He graduated from the art department at Bezalel Academy of Art and Design in Jerusalem and a master graduated of the Advanced Studies Program at Bezalel. Eyal won the Young Artist prize in 2014 and the Artist in the community Award for 2010-2014 (the only artist who won it for four consecutive years) for his work with local communities in Ofakim and the Bedouin city Rahat and the "creativity encouragement prize" by the ministry of culture in 2017. His work has been shown at Museums and galleries in the country and around the world. Among them: the Tel Aviv Museum, Petah Tikva Museum, Hifa museum , Ashdod Museum, Negev Museum, Center for Contemporary Art NIMAC Nicosia, , Beelden Aan Zee museum - Netherlands and the Poznan mediation biennale . Eyal's works are in various art collections Among them: the Tel Aviv Museum, Museum of Petah Tikva, Israel Center for Digital Art, Museum of the Negev in Beer Sheva , Haifa Museum of Art and the Beelden Aan Zee museum, Poznan Mediation Biennale and the CACT museum Switzerland.

Eyal Assulin deals with masculinity that comes from the working class. With the first meeting with his work we will encounter tools that are being used for constructions works, plumbing and building. Eyal than turns them into a living machines that are driven to perform pointless repetitive actions. These creatures are threatening but basically helpless. His visual language explores the culture of prosperity with reference to global socio-economic aspects. His works engage with Eastern culture, featuring a matrix of historical, gender, and artistic status symbols. These are presented in a forthright manner that parodies the bulimic impulse of contemporary consumerism. Assulin expresses a masculine aesthetic outcry reflecting the culture of over-consumption and presenting images that emphasize the perpetual dichotomy between hard labor and abundance.
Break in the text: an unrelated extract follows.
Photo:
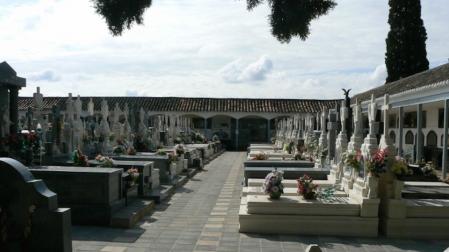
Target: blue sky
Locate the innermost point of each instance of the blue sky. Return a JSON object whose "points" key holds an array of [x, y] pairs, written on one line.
{"points": [[203, 48]]}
The spectacle of power is presented to the viewer as a potential that can be fulfilled. Assulin criticizes the dominant culture by isolating relevant symbolic elements from our cultural world. He presents the extroverted male "tough" ("ars" in Hebrew slang), representing the aesthetics of Moroccan culture, as a kind of visual contrast to the history of Israeli art, based on Western cultures. The gilt "Hai" and the dominant black color appear in his works as an expression of conspicuous wealth and concealed poverty, the manual labor forced on North African immigrants in Israel of the 1950s. The black color enhances the sense of visual abundance, as if symbolizing the idea of "black gold" as a critique of the politicization of wealth in the relations between East and West.